Il discorso non cambia quando l’aborto avviene per cause naturali; anche in questo caso, in qualsiasi periodo della gravidanza l’aborto sia avvenuto, emerge un dolore che ha bisogno del suo spazio. A differenza dell’aborto volontario, qui abbiamo uno spazio interiore che la donna ha cercato di riempire con fantasie riguardo il futuro, la costruzione del ruolo di madre e la progettazione di un desiderio che sarebbe presto diventato concreto. Al momento dell’interruzione della gravidanza questo sogno si frantuma improvvisamente, con conseguenze molto dolorose. Anche in questo caso emergono fragilità ed emozioni che non sempre riescono ad essere condivise, soprattutto quando intorno non si trova un ambiente confortevole o comunque quando emerge una sensazione di solitudine.
Talvolta, le frasi che emergono dall’esterno non sono delle più delicate ed efficaci e lo stesso confronto con l’ambiente possono causare maggiore disagio e sofferenza per la coppia stessa.

Come affrontare questo periodo?

L’aborto rappresenta un lutto a tutti gli effetti e, come tale, ha bisogno del suo tempo per essere elaborato. Non esiste una ricetta efficace per tutti, ma è importante comprendere che ognuno ha il suo tempo per parlarne e ognuno ha il suo tempo per elaborare l’accaduto. Non ci sono cose giuste o sbagliate da fare, ma bisogna ascoltarsi e soprattutto accettare che non funzioniamo come macchine e, che anche se non ci saremmo aspettati di reagire in questo modo, per quanto possiamo cercare di tenere tutto sotto controllo, le emozioni possono travolgerci in un modo totalmente inaspettato ed è quindi importante creare uno spazio in cui lasciarle fluire.
Non dimentichiamo che le emozioni inespresse non scompaiono, ma cercano – e spesso – trovano un varco per emergere, che sia attraverso esplosioni di rabbia e aggressività, sottoforma di sintomi psicosomatici o, peggio ancora, sfociando in sintomi depressivi o attacchi di panico.
Quindi legittimiamo sbalzi d’umore, crisi di pianto improvvise (in parte dovuti anche agli ormoni che ancora non hanno trovato il proprio equilibrio) e, soprattutto, non dimentichiamo l’importanza della condivisione.

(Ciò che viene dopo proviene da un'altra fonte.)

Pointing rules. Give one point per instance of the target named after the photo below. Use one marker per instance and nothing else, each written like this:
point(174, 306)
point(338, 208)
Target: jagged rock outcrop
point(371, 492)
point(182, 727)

Spesso i partner si sentono soli ed incompresi nel proprio dolore, perché non trovano il coraggio di condividere, frenati dalla paura che il dialogo sull’argomento possa riaprire ferite. In realtà quella ferita è aperta, dobbiamo quindi ricordare di disinfettarla, se non vogliamo che si creino infezioni.

Se invece non abbiamo vissuto direttamente questa esperienza, ma abbiamo amiche e amici o parenti che si trovano in questa situazione, potrebbe capitare di sentire difficoltà e non riconoscere il modo più adatto per stare accanto alle persone che stanno soffrendo. Questo in alcune occasioni porta a dire frasi non proprio adatte, come “ma non vi preoccupate, ne farete alti di figli”, oppure “in realtà non era ancora un bambino a tutti gli effetti”. Ecco, queste frasi sono assolutamente da evitare e, se proprio non sappiamo quale sia il giusto modo per esprimere la nostra vicinanza, l’azione più saggia da fare consiste nel chiedere alle persone direttamente interessate: “mi dispiace per quello che ti/vi è successo. Come posso starti/vi accanto?”
Credo sia il modo migliore per far sentire all’altro che ci siamo e siamo pronti ad offrire il nostro supporto, nel rispetto dei bisogni delle persone che stanno soffrendo.